In turn, participating landlords would be required to restrict rent increases to 6 percent a year. They would also be restricted to renting to tenants earning no more than 60 percent of the area median income, meaning $54,300 or less for a family of four in Olmsted County.
Tom Hill of Matik Management, which oversees operations of many older rentals in the city, said the proposal has potential to help reduce costs for property owners wanting to provide affordable rents.
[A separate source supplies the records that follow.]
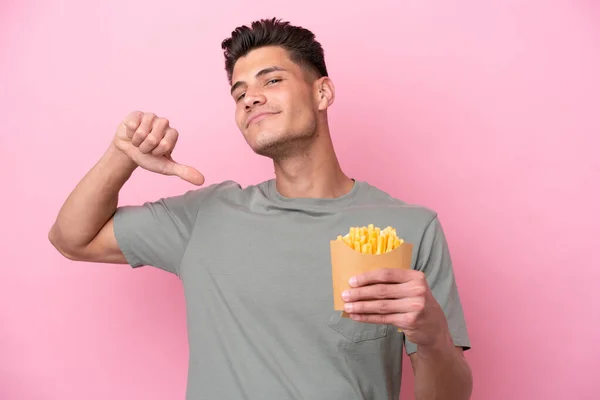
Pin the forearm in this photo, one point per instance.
(442, 373)
(93, 201)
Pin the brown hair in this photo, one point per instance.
(299, 42)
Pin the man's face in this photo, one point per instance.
(276, 104)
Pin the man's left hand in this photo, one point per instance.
(397, 297)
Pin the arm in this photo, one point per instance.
(84, 229)
(426, 305)
(441, 373)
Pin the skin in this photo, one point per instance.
(294, 133)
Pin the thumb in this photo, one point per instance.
(185, 172)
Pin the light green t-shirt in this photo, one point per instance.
(256, 273)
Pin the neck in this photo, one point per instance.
(312, 173)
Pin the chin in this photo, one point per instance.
(278, 146)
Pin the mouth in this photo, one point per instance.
(259, 117)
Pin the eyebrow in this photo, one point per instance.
(260, 73)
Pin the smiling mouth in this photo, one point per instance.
(259, 117)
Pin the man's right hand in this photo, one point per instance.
(149, 141)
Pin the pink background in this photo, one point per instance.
(485, 111)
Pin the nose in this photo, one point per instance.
(252, 99)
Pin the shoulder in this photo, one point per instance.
(415, 214)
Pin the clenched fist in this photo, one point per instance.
(149, 141)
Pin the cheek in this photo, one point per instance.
(239, 117)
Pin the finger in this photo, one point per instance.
(385, 275)
(398, 306)
(167, 144)
(185, 172)
(159, 128)
(143, 129)
(413, 288)
(132, 122)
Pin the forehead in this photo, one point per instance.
(258, 59)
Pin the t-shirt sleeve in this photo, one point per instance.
(157, 233)
(435, 262)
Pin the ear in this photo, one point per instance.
(324, 93)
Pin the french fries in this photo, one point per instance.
(371, 239)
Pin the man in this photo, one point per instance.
(255, 261)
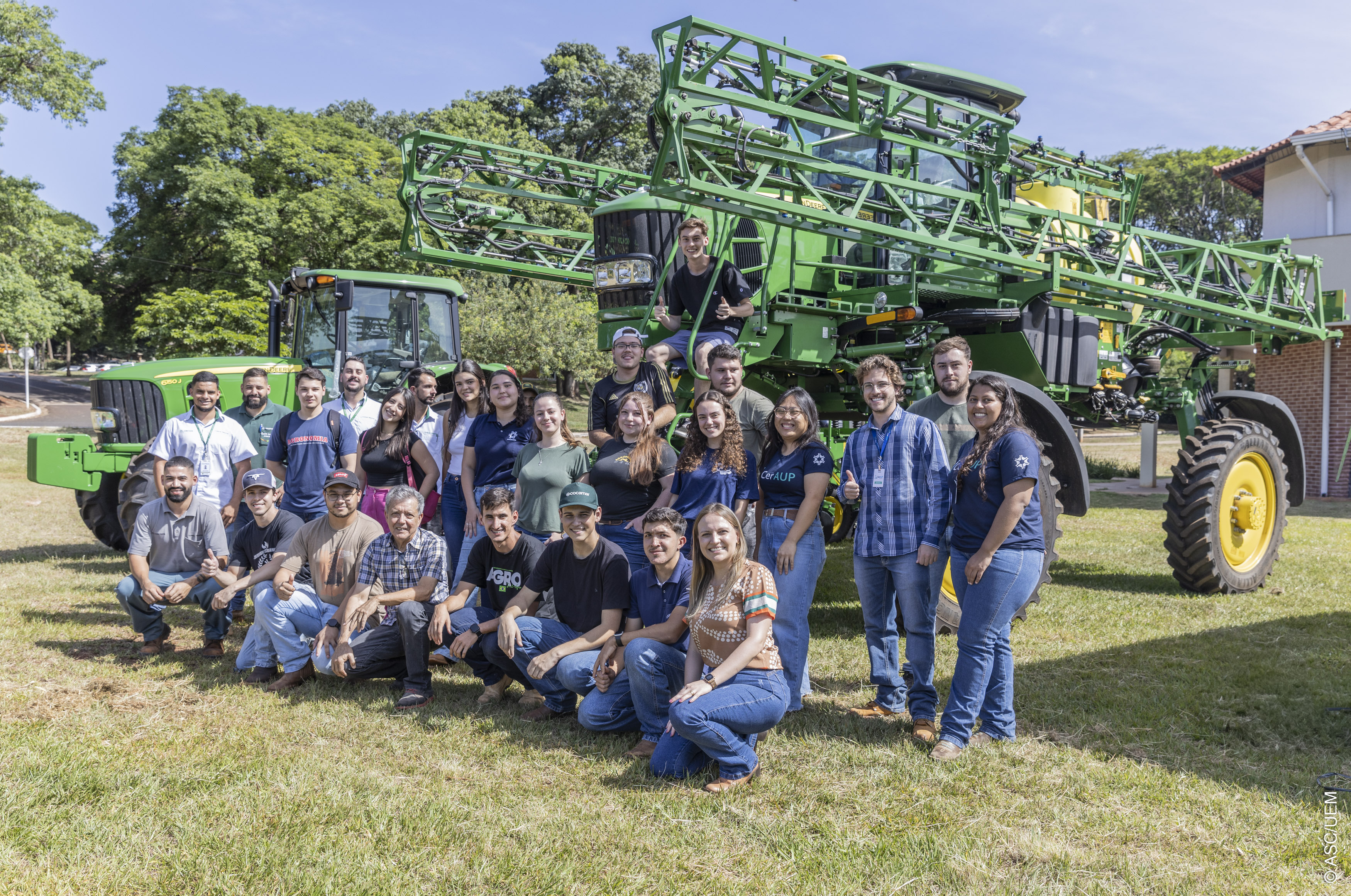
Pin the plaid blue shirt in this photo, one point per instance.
(398, 570)
(910, 509)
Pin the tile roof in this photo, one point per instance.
(1249, 172)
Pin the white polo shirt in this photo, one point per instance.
(365, 415)
(214, 449)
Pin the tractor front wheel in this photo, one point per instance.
(1226, 510)
(1048, 487)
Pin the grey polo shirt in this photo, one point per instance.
(178, 544)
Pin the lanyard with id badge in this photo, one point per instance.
(879, 472)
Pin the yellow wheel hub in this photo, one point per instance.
(1246, 525)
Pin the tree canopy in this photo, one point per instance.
(1181, 195)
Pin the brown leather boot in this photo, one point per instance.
(294, 679)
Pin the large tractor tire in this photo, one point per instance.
(99, 511)
(1226, 510)
(135, 489)
(949, 611)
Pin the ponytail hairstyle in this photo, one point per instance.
(562, 426)
(731, 456)
(646, 455)
(1010, 421)
(521, 395)
(775, 444)
(403, 438)
(703, 573)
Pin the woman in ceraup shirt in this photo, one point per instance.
(997, 555)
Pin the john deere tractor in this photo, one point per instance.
(392, 322)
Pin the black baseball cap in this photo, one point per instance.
(579, 495)
(344, 478)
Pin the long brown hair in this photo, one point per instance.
(703, 573)
(1008, 421)
(646, 455)
(562, 426)
(402, 441)
(731, 456)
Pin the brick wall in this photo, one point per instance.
(1296, 377)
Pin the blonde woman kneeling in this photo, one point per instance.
(721, 714)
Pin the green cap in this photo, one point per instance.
(579, 495)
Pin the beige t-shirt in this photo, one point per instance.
(334, 555)
(754, 412)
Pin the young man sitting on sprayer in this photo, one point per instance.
(729, 303)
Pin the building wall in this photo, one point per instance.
(1337, 256)
(1292, 203)
(1296, 377)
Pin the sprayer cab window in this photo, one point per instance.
(380, 331)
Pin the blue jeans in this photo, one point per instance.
(148, 619)
(257, 651)
(656, 672)
(292, 624)
(722, 726)
(453, 525)
(884, 584)
(565, 681)
(983, 681)
(795, 599)
(631, 543)
(460, 624)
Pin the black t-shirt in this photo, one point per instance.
(256, 546)
(384, 471)
(689, 296)
(502, 575)
(621, 498)
(583, 588)
(610, 394)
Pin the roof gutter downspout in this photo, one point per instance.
(1308, 166)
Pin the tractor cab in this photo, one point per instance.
(394, 326)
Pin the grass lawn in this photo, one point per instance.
(1168, 745)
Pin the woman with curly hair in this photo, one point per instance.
(723, 714)
(713, 468)
(631, 472)
(546, 467)
(997, 553)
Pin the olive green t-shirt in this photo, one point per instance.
(541, 476)
(953, 426)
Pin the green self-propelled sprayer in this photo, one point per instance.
(879, 210)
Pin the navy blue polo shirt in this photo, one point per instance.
(496, 448)
(704, 486)
(654, 602)
(784, 479)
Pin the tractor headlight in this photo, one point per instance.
(623, 272)
(105, 419)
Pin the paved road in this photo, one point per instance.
(65, 402)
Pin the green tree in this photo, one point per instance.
(226, 195)
(41, 249)
(1181, 195)
(530, 325)
(188, 325)
(37, 71)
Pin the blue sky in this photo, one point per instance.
(1099, 76)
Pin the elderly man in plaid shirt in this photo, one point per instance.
(410, 565)
(895, 464)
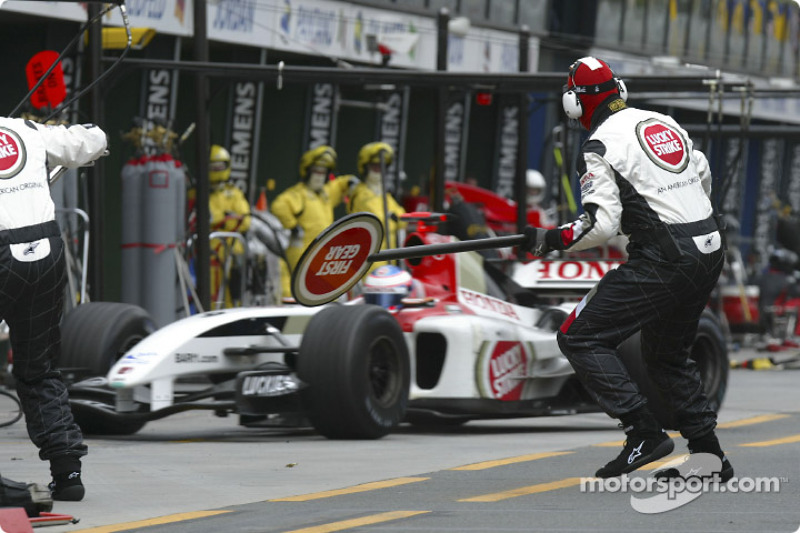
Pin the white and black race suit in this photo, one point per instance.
(32, 271)
(640, 176)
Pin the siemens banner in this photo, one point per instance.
(506, 146)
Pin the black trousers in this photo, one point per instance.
(664, 298)
(31, 303)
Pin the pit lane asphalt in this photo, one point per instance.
(199, 473)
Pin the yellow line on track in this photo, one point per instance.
(169, 519)
(655, 465)
(752, 420)
(524, 491)
(366, 487)
(358, 522)
(785, 440)
(509, 461)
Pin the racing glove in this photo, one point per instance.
(535, 241)
(296, 237)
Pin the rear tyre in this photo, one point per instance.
(355, 363)
(96, 334)
(709, 352)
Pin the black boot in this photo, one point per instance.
(708, 443)
(34, 498)
(66, 485)
(646, 442)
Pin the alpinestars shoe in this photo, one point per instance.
(638, 451)
(67, 487)
(725, 474)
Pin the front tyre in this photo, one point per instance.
(355, 363)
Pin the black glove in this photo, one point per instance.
(535, 241)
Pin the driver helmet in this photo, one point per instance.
(315, 166)
(370, 154)
(219, 165)
(536, 185)
(387, 286)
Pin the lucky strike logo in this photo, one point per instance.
(336, 261)
(507, 367)
(663, 145)
(12, 153)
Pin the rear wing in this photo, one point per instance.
(562, 278)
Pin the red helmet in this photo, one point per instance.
(589, 82)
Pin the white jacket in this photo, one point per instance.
(27, 151)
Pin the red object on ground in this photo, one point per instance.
(500, 212)
(14, 520)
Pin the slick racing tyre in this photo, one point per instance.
(710, 354)
(95, 335)
(355, 364)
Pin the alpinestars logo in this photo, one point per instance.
(12, 153)
(635, 453)
(663, 144)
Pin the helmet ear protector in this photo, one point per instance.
(572, 103)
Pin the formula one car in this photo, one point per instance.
(469, 343)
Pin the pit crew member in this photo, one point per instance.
(230, 211)
(639, 175)
(369, 195)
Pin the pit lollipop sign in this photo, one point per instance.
(336, 259)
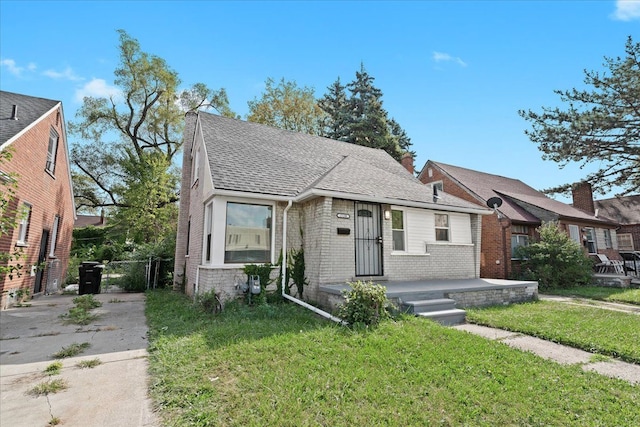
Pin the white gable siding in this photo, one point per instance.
(420, 228)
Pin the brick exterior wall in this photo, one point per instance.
(49, 195)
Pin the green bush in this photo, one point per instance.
(365, 304)
(555, 261)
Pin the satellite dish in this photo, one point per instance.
(494, 202)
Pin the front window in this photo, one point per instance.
(442, 227)
(51, 151)
(591, 240)
(23, 226)
(397, 227)
(248, 233)
(54, 236)
(519, 237)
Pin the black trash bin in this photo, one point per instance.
(90, 277)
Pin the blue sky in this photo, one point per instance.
(453, 73)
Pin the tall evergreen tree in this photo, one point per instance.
(336, 105)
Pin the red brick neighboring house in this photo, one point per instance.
(626, 211)
(523, 209)
(34, 130)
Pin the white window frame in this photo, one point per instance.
(574, 233)
(590, 231)
(402, 230)
(23, 225)
(448, 227)
(207, 235)
(52, 151)
(54, 237)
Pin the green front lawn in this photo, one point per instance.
(590, 328)
(283, 366)
(630, 296)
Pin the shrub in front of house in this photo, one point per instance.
(365, 304)
(555, 260)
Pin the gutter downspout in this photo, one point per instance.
(284, 272)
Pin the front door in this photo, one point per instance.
(368, 237)
(42, 257)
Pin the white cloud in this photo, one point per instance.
(97, 88)
(445, 57)
(627, 10)
(67, 74)
(11, 66)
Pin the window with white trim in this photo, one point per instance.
(397, 230)
(519, 237)
(574, 234)
(442, 227)
(625, 242)
(248, 233)
(23, 225)
(590, 235)
(208, 230)
(608, 243)
(52, 149)
(54, 236)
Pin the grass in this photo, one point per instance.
(71, 350)
(48, 387)
(88, 364)
(282, 365)
(53, 369)
(592, 329)
(629, 296)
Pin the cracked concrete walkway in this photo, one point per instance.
(561, 353)
(114, 393)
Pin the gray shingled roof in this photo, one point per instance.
(254, 158)
(485, 186)
(29, 110)
(625, 210)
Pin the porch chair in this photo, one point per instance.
(609, 265)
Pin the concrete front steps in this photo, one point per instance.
(441, 310)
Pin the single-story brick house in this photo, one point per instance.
(248, 190)
(33, 129)
(523, 209)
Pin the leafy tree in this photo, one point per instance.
(600, 125)
(129, 136)
(336, 105)
(287, 106)
(555, 260)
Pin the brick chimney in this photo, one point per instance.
(407, 162)
(583, 197)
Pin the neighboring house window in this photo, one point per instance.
(51, 151)
(519, 237)
(591, 240)
(23, 226)
(574, 233)
(442, 227)
(188, 236)
(54, 236)
(196, 166)
(244, 223)
(397, 227)
(608, 243)
(208, 226)
(625, 242)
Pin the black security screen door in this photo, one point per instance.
(368, 237)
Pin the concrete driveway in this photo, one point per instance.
(114, 393)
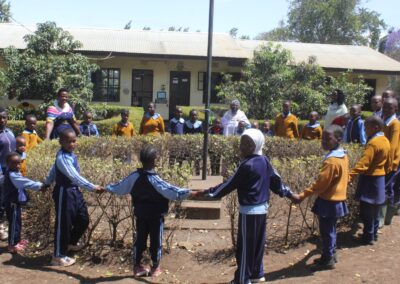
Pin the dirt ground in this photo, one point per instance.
(201, 256)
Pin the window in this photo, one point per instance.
(106, 85)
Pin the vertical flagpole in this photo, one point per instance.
(208, 92)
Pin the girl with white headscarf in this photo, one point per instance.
(252, 179)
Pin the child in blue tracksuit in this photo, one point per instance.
(72, 218)
(252, 179)
(150, 198)
(15, 196)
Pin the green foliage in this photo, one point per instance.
(49, 62)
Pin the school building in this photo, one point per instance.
(137, 66)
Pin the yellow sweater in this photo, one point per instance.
(331, 183)
(286, 126)
(392, 133)
(153, 125)
(373, 160)
(309, 133)
(123, 130)
(32, 139)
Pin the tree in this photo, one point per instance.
(49, 62)
(272, 76)
(330, 21)
(5, 12)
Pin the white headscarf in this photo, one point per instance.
(258, 138)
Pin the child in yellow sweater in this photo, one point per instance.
(331, 189)
(286, 123)
(371, 184)
(124, 127)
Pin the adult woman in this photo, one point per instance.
(60, 116)
(336, 108)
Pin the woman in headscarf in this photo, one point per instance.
(60, 116)
(253, 179)
(232, 117)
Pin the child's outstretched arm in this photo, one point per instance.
(124, 186)
(168, 190)
(20, 182)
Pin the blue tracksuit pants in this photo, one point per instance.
(72, 218)
(250, 247)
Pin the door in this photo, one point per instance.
(179, 90)
(142, 87)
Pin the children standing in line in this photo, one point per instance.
(72, 218)
(193, 125)
(152, 123)
(253, 179)
(87, 127)
(371, 184)
(21, 151)
(124, 127)
(312, 130)
(29, 133)
(355, 131)
(331, 188)
(286, 123)
(177, 122)
(15, 196)
(150, 198)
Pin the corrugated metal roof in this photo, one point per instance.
(193, 44)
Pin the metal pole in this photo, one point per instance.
(208, 92)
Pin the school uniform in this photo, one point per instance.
(311, 131)
(355, 131)
(252, 179)
(72, 218)
(371, 184)
(193, 128)
(176, 125)
(89, 129)
(126, 130)
(32, 139)
(286, 126)
(150, 199)
(152, 125)
(14, 192)
(331, 189)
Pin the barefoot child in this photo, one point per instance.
(331, 188)
(371, 184)
(72, 216)
(150, 198)
(15, 196)
(253, 179)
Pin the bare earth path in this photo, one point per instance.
(207, 262)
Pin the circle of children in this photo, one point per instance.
(377, 192)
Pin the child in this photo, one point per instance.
(87, 127)
(253, 179)
(152, 123)
(355, 132)
(177, 122)
(371, 184)
(392, 132)
(330, 187)
(15, 196)
(286, 123)
(72, 216)
(376, 105)
(7, 145)
(312, 130)
(20, 150)
(29, 133)
(266, 129)
(193, 125)
(150, 197)
(124, 127)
Hill is already working with other HRA pilot programs.
Priggen agreed, noting increasing property taxes, largely based on rising property-value estimates, have continued to reduce his ability to keep rents affordable for his tenants.
“If the city wants us to keep our rents down, I think a tax credit would be one way we can factor in some savings,” he said.
Another option periodically discussed would provide low- or no-interest loans to property owners who need to make repairs that could drive up rents.
Hill said a similar federal program provided help in the past, which benefited the tenants, as well as the landlord, by improving the rental units and keeping rents low.
Dunn said access to the program has been reduced since 2011, following reports of financial concerns, even as it was shown the problems were limited and the program helped maintain affordable housing prices.
Dunn said creating a similar local program might be challenging.
“It’s a harder sell because there’s, I think, a perception that landlords are rich and they ought to be able to maintain their own property, which isn’t entirely true,” he said, noting the cost of improving properties can easily outpace income from rents.
Steve Borchardt, housing initiative director for the Rochester Area Foundation, said such an effort would likely need support from an outside agency, which could benefit from money set aside by the Coalition for Rochester Area Housing.
“We need the owner of a program to come and make a proposal,” he said.
As someone who has made a side-career out of buying buildings in need of renovation and maintaining their affordable rents, Priggen said the program would likely benefit the market.
He said the current market provides challenges, but he’s been able to work with people who might not have otherwise found an affordable apartment, which is one reason he plans to continue his efforts as a landlord.
While he knows the value of his properties is rising, he said it’s not time to cash out.
“I think it’s a good investment for us,” he said.